Como no puede ser de otro modo, me sentí satisfecho y halagado, congraciado con mi trabajo. Hacer reír, para mí, el mejor oficio del mundo. Al igual que tantos otros humoristas, recibo estos detalles como el más potente e inspirador acicate posible. Sin embargo, no puedo dejar de pensar en la tremenda paradoja que aquí subyace. Ya que uno de los comentarios más comunes que utiliza el público cuando alaba o define el trabajo de un cómico es “qué loco eres”. En sus múltiples variantes, desde el “cómo se te va la olla”, a “estás para que te encierren”.
Tanto yo mismo como quienes me dicen algo así somos conscientes que la nuestra es una locura impostada, simulada y jugada. Connotada positivamente como un ejercicio de liberación y distanciamiento. Cuando acabamos nuestra función podemos abandonar nuestra locura y continuar el resto del día instalados en nuestro sano juicio. El enfermo mental, sin embargo, no puede permitirse ese lujo, atrapado en el laberinto de su mente.

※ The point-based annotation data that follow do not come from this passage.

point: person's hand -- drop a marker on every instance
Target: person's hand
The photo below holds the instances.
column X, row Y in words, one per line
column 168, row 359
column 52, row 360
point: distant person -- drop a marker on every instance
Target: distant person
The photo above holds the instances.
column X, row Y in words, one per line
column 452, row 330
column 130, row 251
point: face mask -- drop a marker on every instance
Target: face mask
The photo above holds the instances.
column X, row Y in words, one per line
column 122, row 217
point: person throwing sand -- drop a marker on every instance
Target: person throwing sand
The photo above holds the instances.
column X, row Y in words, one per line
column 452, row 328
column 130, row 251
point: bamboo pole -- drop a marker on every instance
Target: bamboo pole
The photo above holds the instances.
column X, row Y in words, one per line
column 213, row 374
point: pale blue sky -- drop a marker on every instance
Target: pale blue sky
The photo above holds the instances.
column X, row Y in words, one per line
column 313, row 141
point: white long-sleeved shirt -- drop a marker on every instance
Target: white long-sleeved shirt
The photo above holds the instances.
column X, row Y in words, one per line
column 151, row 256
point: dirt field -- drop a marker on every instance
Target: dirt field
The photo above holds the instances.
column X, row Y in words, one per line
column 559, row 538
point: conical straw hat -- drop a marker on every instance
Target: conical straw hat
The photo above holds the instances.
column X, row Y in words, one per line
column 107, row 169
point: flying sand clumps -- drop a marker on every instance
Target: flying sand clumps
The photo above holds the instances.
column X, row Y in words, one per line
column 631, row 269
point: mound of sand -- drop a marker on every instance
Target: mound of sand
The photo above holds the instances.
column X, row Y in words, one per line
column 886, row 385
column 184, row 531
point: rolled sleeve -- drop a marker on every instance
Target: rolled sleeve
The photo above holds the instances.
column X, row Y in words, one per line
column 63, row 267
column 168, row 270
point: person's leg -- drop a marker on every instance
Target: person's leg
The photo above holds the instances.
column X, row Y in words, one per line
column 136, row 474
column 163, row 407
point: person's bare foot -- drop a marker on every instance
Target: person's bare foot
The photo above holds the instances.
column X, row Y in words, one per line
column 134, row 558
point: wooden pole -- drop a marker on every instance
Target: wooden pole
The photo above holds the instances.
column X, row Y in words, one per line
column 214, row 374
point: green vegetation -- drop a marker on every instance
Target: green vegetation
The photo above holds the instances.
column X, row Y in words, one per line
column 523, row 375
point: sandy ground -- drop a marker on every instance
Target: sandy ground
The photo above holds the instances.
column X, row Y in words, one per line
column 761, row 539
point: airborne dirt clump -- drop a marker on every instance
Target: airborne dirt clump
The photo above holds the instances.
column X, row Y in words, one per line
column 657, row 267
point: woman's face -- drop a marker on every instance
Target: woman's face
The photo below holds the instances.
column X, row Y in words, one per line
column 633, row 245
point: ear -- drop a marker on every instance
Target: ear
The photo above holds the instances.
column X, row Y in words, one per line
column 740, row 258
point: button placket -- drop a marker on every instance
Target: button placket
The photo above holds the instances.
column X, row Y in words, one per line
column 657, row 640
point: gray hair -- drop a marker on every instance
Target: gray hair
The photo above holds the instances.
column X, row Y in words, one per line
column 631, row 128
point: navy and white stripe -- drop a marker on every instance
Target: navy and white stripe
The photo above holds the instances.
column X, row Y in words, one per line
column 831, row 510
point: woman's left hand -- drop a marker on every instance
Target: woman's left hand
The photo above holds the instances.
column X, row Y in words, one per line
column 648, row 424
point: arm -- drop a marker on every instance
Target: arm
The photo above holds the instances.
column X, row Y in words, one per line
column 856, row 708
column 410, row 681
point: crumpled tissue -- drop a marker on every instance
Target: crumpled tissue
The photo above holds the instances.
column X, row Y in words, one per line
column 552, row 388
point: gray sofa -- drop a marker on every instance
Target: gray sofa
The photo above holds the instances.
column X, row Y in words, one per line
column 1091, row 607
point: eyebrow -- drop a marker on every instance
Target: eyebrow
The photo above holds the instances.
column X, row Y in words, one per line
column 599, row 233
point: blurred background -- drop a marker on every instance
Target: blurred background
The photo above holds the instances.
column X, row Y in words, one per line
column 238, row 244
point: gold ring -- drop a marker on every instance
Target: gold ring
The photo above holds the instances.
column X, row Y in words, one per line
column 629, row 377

Frecuentemente, cuando me preguntan por mis planes de futuro (ejercicio absurdo y estéril, añado, ya que éste es impredecible) acostumbro a decir “si no me vuelvo loco…”. Y lo hago porque siempre he sentido un gran respeto y temor a la enfermedad mental, en todas sus variantes. Una de cada cuatro personas padece alguna enfermedad mental a lo largo de su vida. Y a día de hoy sigue constituyendo un tabú, continúa siendo difícil de entender, y convivir con ella en sociedad sigue siendo un desafío. Desgraciadamente sigue aún envuelta en mitos y prejuicios de todo tipo. Agradezco de todo corazón las palabras de ese loco auténtico. Desde mi locura fingida.